# Merging Data

You have learned how to create nodes and relationships in the graph. When you create a node you want to ensure that there is only one instance of that node in the graph. You also want to ensure that you do not create unnecessary or duplicate relationships in the graph. Next, you will learn how to merge data in the graph.

At the end of this module, you should be able to write Cypher statements to:

• Merge data in a graph by:

• Creating nodes.

• Creating relationships.

 Because the code examples in this lesson modify the database, it is recommended that you do not execute them against your database as you will be doing so in the hands-on exercises.

## Creating data in the graph

Thus far, you have learned how to create nodes, labels, properties, and relationships in the graph. You can use `MERGE` to either create new nodes and relationships or to make changes to existing nodes and relationships.

For example, how the graph engine behaves when a duplicate element is created depends on the type of element. You have not yet learned about defining constraints in the graph. Constraints can be used to eliminate duplication of nodes and you will learn about them later in this course.

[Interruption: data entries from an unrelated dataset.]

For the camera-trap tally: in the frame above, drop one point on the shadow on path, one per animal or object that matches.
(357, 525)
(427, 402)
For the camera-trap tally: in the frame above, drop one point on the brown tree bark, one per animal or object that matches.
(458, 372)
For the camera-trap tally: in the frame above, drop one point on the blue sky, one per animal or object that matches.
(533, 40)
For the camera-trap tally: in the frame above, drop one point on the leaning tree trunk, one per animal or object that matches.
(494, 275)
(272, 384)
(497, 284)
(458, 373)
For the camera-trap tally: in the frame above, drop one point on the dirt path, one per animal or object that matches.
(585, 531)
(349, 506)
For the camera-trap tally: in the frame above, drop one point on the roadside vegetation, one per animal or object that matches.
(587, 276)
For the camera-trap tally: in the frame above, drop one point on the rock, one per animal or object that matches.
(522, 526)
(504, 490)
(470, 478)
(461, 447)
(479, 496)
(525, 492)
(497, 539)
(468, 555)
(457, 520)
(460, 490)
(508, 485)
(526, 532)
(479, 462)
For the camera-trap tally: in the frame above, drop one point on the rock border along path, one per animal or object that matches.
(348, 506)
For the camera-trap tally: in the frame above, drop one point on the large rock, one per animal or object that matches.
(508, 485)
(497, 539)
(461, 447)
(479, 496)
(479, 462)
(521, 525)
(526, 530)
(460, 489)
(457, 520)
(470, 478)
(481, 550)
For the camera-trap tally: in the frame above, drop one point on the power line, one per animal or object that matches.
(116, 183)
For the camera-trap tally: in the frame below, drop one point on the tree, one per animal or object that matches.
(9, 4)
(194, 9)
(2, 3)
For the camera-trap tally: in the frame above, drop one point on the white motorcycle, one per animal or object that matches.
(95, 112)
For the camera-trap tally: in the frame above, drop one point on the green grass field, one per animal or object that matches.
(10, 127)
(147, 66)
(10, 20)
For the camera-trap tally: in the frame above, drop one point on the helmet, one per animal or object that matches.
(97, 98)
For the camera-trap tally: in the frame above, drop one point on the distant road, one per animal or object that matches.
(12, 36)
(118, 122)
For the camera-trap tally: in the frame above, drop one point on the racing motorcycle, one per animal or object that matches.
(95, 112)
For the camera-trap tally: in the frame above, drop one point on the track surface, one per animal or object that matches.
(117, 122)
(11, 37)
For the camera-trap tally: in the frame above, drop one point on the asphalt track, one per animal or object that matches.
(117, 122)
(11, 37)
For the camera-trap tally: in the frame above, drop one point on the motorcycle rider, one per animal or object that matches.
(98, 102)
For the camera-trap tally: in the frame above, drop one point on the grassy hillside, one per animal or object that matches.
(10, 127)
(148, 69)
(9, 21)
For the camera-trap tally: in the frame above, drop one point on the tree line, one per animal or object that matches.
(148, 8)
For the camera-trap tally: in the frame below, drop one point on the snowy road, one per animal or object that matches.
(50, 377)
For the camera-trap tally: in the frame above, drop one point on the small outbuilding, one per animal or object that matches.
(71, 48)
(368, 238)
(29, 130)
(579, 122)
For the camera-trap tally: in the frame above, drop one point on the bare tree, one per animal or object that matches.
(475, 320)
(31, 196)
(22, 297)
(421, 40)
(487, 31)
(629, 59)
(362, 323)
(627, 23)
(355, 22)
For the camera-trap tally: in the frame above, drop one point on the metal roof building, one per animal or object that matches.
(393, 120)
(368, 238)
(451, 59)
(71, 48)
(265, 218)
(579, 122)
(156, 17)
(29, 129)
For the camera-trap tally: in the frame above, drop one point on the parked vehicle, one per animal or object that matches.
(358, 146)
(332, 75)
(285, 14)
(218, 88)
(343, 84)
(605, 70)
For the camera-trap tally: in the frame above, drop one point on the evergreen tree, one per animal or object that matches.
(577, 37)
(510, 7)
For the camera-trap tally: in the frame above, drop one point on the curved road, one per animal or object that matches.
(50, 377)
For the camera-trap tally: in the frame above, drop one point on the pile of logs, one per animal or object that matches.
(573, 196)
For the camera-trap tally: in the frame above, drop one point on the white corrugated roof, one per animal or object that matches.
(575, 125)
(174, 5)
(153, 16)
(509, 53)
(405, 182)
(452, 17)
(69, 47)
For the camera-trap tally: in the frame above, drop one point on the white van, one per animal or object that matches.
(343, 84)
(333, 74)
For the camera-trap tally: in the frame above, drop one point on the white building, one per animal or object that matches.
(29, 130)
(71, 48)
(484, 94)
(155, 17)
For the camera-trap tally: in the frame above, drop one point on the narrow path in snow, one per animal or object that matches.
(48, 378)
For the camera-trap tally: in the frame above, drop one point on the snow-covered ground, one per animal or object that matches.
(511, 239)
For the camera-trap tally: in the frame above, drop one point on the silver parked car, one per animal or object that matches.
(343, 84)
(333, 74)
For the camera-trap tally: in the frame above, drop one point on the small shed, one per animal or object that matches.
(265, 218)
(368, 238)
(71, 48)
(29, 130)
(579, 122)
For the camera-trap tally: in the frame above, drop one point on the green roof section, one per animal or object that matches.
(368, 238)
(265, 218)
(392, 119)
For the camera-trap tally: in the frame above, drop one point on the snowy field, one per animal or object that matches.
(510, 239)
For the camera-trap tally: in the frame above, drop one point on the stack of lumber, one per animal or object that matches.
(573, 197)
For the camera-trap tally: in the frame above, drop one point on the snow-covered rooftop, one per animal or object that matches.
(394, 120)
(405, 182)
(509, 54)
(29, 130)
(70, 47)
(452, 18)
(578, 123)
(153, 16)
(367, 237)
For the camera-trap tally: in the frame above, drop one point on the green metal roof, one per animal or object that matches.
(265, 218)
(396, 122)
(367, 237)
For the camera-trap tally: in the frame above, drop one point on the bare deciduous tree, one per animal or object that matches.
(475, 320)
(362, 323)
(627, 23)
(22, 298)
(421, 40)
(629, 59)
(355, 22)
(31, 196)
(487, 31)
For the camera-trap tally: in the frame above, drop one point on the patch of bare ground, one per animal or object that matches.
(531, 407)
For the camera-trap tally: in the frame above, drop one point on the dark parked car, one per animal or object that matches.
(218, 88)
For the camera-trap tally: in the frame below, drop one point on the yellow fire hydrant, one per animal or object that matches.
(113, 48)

Here are some facts about creating nodes and relationships in the graph when no constraints have been defined.

If you use `CREATE`:

The result is:

Node

If a node with the same property values exists, a duplicate node is created.

Label

If the label already exists for the node, the node is not updated.

Property

If the node or relationship property already exists, it is updated with the new value. Note: If you specify a set of properties to be created using `=` rather than `+=`, existing properties are removed if they are not included in the set.

Relationship

If the relationship exists, a duplicate relationship is created.

## Using `MERGE`

The `MERGE` clause is used to find nodes or patterns in the graph. If the node or pattern is not found, by default, it is created.

You use the simple `MERGE` clause to:

• Create a unique node based on label and key information for a property or set of properties.

• Update a node based on label and key information for a property or set of properties.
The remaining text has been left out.